On 2 June 2026, Ligue 2 side FC Annecy announced that V Sports had purchased a 30% stake in the club. Aston Villa had developed an informal partnership with FC Annecy over the prior year, following the loans of Aston Villa academy players Triston Rowe and Travis Patterson.

== V Sports owned clubs ==

- ENG Aston Villa (100%) – V Sports have full ownership of the club, with Sawiris and Edens acting as club chairmen. Considered the flagship club.
- ENG Aston Villa Women (90%) – Marc Zahr, co-president of Blue Owl Capital, purchased a 10% stake in Aston Villa's women's team in 2025.

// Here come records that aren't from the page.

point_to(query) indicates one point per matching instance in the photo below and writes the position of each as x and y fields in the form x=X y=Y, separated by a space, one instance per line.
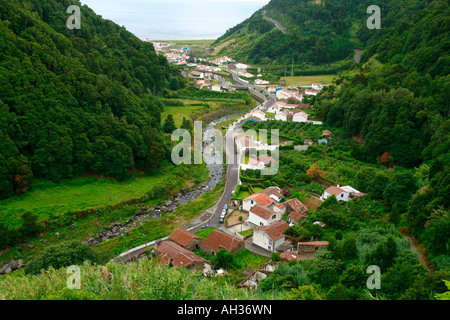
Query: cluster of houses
x=266 y=217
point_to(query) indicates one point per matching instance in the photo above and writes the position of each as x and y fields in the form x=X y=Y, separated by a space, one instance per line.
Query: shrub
x=62 y=255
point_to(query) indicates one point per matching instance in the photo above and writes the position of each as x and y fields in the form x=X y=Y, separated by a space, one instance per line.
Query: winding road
x=277 y=24
x=211 y=215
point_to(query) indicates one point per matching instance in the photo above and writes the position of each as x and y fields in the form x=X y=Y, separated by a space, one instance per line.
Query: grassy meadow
x=302 y=81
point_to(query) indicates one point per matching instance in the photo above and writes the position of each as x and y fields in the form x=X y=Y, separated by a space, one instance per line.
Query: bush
x=62 y=255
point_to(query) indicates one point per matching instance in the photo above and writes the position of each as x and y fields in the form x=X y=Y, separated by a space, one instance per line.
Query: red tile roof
x=296 y=216
x=218 y=239
x=289 y=255
x=179 y=256
x=262 y=212
x=183 y=237
x=296 y=205
x=335 y=190
x=261 y=199
x=275 y=230
x=314 y=243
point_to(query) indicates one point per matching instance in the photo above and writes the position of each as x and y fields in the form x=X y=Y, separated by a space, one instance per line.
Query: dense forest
x=318 y=32
x=395 y=106
x=72 y=102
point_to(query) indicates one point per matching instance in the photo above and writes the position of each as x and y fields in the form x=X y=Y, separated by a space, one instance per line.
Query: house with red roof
x=219 y=239
x=262 y=216
x=171 y=253
x=254 y=199
x=345 y=193
x=186 y=239
x=270 y=237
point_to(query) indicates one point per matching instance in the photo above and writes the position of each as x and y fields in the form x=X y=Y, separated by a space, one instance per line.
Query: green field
x=301 y=81
x=178 y=112
x=48 y=199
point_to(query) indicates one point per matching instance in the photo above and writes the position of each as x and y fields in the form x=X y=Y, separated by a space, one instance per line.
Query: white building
x=341 y=193
x=317 y=86
x=270 y=237
x=241 y=66
x=300 y=117
x=256 y=199
x=262 y=216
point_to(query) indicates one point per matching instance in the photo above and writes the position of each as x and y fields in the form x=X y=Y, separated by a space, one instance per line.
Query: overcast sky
x=176 y=19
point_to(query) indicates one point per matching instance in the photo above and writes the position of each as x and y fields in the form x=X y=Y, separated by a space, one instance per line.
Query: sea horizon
x=171 y=20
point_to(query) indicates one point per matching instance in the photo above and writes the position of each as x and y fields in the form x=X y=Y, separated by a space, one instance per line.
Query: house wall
x=257 y=220
x=247 y=205
x=262 y=239
x=344 y=196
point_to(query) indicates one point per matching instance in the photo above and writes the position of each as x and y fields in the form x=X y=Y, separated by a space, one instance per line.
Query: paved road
x=277 y=24
x=232 y=177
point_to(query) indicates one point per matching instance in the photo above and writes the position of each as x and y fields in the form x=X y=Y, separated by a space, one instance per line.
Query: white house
x=262 y=216
x=300 y=117
x=261 y=82
x=273 y=108
x=317 y=86
x=282 y=115
x=253 y=164
x=216 y=87
x=274 y=193
x=256 y=199
x=259 y=114
x=310 y=92
x=341 y=193
x=270 y=237
x=241 y=66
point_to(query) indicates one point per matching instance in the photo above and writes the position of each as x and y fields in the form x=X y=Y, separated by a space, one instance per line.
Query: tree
x=385 y=158
x=395 y=215
x=30 y=226
x=223 y=259
x=314 y=173
x=62 y=255
x=169 y=124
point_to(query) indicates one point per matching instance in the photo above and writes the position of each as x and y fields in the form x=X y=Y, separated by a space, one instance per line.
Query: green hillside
x=75 y=101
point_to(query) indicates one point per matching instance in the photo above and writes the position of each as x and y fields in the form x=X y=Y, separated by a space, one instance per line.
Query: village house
x=171 y=253
x=262 y=216
x=241 y=66
x=244 y=142
x=326 y=133
x=270 y=237
x=295 y=205
x=289 y=255
x=311 y=247
x=317 y=86
x=345 y=193
x=261 y=82
x=300 y=116
x=219 y=239
x=283 y=115
x=254 y=199
x=186 y=239
x=267 y=160
x=310 y=92
x=253 y=164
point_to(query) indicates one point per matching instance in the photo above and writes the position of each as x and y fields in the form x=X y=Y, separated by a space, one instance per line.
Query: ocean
x=176 y=19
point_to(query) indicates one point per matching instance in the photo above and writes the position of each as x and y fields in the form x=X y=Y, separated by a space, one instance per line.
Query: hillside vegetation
x=75 y=101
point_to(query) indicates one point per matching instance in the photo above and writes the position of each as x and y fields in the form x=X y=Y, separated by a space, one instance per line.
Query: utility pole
x=292 y=72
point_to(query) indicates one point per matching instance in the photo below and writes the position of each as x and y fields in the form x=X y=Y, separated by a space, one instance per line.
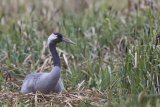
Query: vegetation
x=115 y=61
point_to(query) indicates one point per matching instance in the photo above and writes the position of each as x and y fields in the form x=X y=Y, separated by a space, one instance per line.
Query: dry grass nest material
x=89 y=96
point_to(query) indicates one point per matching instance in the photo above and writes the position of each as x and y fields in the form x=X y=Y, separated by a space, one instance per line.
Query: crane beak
x=68 y=41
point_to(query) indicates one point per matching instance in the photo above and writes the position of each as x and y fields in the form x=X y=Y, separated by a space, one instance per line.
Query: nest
x=85 y=96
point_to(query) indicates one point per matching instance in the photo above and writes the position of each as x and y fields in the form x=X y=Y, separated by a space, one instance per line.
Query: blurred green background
x=115 y=46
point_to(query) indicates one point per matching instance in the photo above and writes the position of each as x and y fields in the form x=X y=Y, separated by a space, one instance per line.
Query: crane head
x=57 y=37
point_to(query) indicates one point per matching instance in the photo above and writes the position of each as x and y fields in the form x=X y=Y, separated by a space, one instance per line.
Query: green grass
x=114 y=53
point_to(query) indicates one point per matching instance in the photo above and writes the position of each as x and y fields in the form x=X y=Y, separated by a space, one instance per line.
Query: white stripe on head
x=51 y=38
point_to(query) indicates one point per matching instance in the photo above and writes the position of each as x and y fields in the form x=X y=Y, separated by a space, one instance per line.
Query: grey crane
x=51 y=81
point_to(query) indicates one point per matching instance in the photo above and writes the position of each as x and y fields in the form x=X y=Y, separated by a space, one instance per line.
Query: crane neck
x=55 y=56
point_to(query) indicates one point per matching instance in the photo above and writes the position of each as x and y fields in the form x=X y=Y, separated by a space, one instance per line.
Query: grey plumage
x=47 y=82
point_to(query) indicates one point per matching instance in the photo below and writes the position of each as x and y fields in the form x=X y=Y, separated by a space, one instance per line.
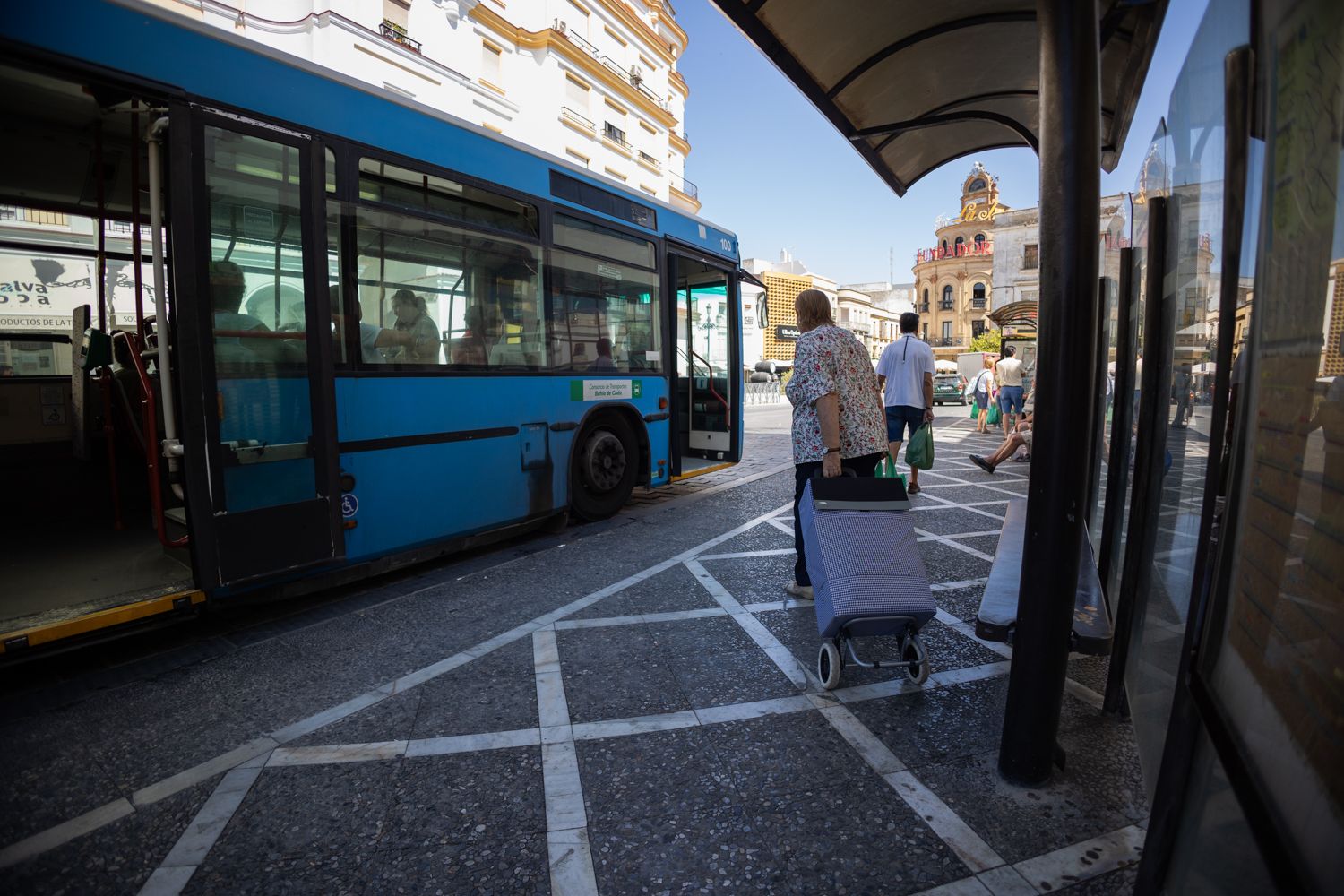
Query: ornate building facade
x=954 y=276
x=593 y=82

- POR Vitória S.C (29%) – V Sports originally purchased a 46% stake in 2023, albeit reduced to 29% to comply with UEFA rules, with no representation on the board of directors.

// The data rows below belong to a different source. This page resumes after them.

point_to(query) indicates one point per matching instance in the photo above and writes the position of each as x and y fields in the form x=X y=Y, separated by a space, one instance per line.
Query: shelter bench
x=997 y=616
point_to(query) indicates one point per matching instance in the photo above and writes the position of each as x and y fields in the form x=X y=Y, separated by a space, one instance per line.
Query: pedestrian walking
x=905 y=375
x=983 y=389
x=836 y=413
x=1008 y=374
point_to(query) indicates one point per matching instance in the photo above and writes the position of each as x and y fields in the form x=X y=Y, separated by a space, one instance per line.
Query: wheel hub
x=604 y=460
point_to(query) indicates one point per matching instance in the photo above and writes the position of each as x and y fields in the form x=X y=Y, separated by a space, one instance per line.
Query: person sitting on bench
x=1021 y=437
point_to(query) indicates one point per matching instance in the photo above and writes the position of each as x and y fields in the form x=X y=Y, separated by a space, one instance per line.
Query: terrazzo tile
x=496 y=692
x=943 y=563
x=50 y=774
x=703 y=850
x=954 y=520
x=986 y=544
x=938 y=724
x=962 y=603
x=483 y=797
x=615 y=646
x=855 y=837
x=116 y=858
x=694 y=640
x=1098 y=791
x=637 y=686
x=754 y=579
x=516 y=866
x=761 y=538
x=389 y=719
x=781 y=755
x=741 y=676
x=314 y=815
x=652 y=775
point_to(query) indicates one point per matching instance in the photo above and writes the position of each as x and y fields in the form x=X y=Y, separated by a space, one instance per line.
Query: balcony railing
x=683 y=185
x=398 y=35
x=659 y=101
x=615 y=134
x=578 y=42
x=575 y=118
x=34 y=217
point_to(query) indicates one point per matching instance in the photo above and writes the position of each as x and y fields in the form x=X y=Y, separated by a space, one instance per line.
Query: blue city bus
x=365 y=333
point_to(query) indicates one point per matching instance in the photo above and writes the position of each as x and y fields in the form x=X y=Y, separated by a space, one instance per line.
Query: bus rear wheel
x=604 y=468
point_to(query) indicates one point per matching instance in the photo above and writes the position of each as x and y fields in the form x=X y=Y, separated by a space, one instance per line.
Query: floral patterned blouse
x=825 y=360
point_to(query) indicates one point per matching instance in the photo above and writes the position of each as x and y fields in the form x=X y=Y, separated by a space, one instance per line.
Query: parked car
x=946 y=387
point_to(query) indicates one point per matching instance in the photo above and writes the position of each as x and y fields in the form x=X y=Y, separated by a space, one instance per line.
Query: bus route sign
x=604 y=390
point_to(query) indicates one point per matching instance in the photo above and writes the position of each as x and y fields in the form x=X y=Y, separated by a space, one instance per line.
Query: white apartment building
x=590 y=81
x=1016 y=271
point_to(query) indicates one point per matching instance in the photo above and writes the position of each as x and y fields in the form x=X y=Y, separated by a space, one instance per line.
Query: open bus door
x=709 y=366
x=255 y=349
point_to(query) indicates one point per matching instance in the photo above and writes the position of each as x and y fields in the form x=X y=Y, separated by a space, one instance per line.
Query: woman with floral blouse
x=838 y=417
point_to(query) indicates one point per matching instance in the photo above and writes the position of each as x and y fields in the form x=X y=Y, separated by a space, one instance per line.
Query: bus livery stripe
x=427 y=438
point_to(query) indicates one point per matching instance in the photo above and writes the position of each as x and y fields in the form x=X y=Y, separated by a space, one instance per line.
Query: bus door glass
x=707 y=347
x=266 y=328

- ESP Real Unión (25%) – An initial collaboration starting in November 2023 progressing to ownership of a 25% stake in the club by December 2024, Real Unión are owned by the family of Aston Villa manager Unai Emery.
- FC Annecy (30%) – Initially an informal partnership with Aston Villa following the loan of Triston Rowe, V Sports purchased a 30% stake in the club in June 2026.

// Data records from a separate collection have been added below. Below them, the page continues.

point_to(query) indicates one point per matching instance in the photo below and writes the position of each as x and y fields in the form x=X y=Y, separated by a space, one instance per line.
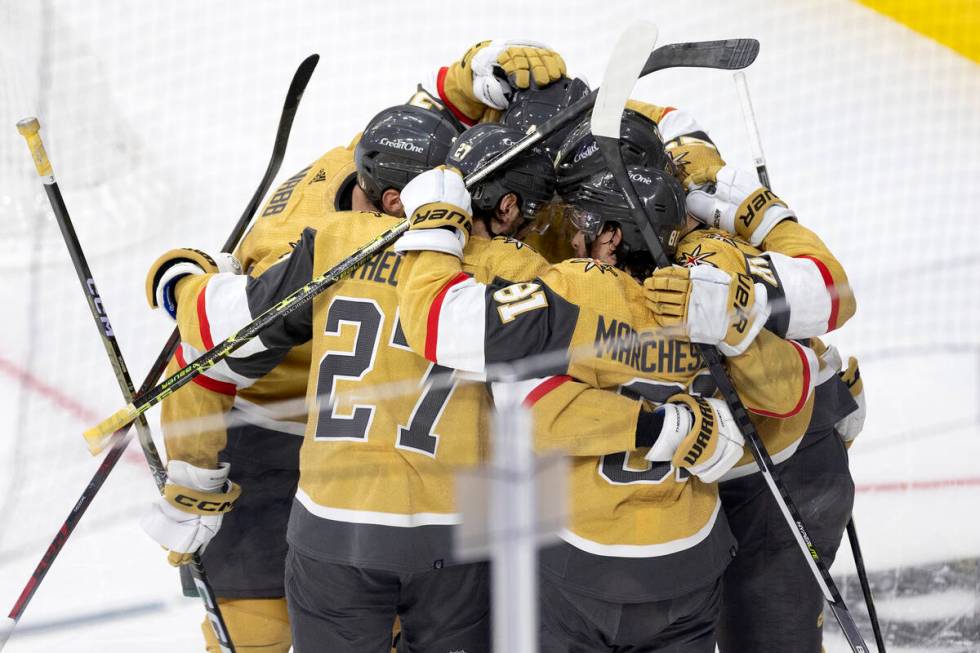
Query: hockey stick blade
x=293 y=96
x=707 y=54
x=121 y=438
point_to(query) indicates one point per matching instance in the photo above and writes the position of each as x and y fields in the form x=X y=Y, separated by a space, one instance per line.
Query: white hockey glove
x=699 y=435
x=439 y=208
x=189 y=513
x=711 y=306
x=501 y=66
x=176 y=264
x=851 y=426
x=737 y=203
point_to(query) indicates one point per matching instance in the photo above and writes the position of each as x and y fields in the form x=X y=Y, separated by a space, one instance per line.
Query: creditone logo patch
x=399 y=144
x=586 y=152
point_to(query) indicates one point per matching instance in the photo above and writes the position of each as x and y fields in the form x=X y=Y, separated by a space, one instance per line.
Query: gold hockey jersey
x=585 y=321
x=802 y=278
x=193 y=420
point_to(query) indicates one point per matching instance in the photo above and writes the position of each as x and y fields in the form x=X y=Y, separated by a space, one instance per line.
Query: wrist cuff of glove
x=759 y=213
x=648 y=427
x=447 y=241
x=691 y=456
x=199 y=502
x=177 y=263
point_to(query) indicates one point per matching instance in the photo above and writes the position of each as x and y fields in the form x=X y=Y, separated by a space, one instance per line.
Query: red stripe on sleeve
x=202 y=319
x=544 y=388
x=828 y=281
x=205 y=382
x=432 y=324
x=440 y=89
x=806 y=388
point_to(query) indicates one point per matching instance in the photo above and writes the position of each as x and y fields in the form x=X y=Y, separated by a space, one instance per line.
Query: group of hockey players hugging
x=340 y=534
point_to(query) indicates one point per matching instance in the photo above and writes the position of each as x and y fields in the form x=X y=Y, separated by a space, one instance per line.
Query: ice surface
x=159 y=120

== V Sports partner clubs ==
- EGY ZED FC – Collaboration agreement to develop younger talents, in partnership with ZED's academy in Senegal. Aston Villa provide assistance in the technical and physical development of academy players, offer training to coaches and give access to their scouting network. Additionally, ZED can send young players to train with Aston Villa's youth academy and get experience of European football at a young age. In exchange, other V Sports clubs have access to sign those players ahead of other teams, which was evident with the transfer of Omar Khedr to Aston Villa, which was announced in August 2023, and became official in July 2024.
- JAP Vissel Kobe – Bilateral collaboration agreement where the two clubs create a development framework for players and coaching staff, with an encouragement to share ideas and coaching techniques, in order to increase the development of youth players at both teams' academies. Players from Vissel's Under-18 squad, such as Kaito Yamada and Kento Hamasaki have been sent to train at Aston Villa's Bodymoor Heath Training Ground.
- ASEC Mimosas – As part of the transfer agreement for youngster Mohamed Koné from ASEC Mimosas to Aston Villa, V Sports also established a relationship with the Ivorian club, where they were invited to train at Aston Villa's Bodymoor Heath Training Ground and play friendlies against Aston Villa as well as traveling to Cairo to play in a tournament with ZED FC. In October 2025, Aston Villa also arranged for 16-year-old striker Ibrahim Dosso to be transferred to their academy when he turned 18.
- Columbus Crew – After Aston Villa played a pre-season friendly against Columbus Crew in 2024, Aston Villa and Columbus Crew have shared ideas regarding scouting systems, coaching and recruitment methods. Colombus Crew technical director Marc Nicholls has previously visited Birmingham as part of the relationship.